Ты же не собираешься сокрушить все основы наших представлений о знаниях Средневековья?

– Может и собираюсь. Ты сказал «принято считать», значит, речь идет всего лишь о предположении, верно? – А что, если все не так? Не это ли открытие имел в виду Дуарте, когда говорил, что его находка перевернет все представления о египтологии?

– Думаете, его за это и убили? – с сомнением спросил священник.

Глеб энергично замотал головой.

– Помилуйте! Это же вам не формула альтернативного топлива и не оборонные технологии, ради которых кто-то может пойти на все.

– Я бы задумалась о другом. Если мы правы в наших предположениях, то Дуарте определенно знал о существовании де Безье. Но откуда?

– А вот это повод для размышлений, – согласился Бальбоа.

* * *

Закрывшись в кабинете на ключ, чтобы никто не отвлекал, Лучко внимательно изучал забытое дело, переданное ему Семенычем.

Повреждения на теле жертвы действительно почти полностью совпадали с теми, что были найдены у Гонсалеса.
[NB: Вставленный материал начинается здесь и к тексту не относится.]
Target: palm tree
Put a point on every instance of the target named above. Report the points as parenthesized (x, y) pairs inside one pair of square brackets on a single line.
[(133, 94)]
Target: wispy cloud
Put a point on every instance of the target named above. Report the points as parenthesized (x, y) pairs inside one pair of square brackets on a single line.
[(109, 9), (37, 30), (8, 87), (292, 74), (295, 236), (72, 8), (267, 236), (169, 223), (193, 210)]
Что за чертовщина? Значит, посетивший Москву испанский гражданин Алехандро Хиль тут ни при чем, и его сходство с фотороботом случайно? В конце концов Стольцев ведь мог ошибиться в своем описании, не так ли?
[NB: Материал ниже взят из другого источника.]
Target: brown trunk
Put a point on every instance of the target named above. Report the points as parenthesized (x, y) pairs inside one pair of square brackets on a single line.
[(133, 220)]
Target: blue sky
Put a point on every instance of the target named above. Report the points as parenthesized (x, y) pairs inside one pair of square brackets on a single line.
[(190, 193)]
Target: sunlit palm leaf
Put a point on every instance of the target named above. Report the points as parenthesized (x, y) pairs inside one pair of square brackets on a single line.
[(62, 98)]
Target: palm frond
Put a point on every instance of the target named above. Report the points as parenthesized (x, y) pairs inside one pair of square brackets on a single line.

Чем дольше размышлял об этом следователь, тем больше склонялся к тому, чтобы забросить «испанский след» и заняться исключительно фигурантами дела более чем десятилетней давности. Как, кстати, их фамилии? Капитан снова заглянул в список подозреваемых. Третьим номером в нем числился некто Александр Хиляев по прозвищу Хилый. Минуточку! Алехандро Хиль и Александр Хиляев?

Торопливо пролистав папку и найдя страницу с фотографией Хиляева, Лучко положил ее рядом с фотографией Хиля. С обоих снимков на следователя смотрел один и тот же человек.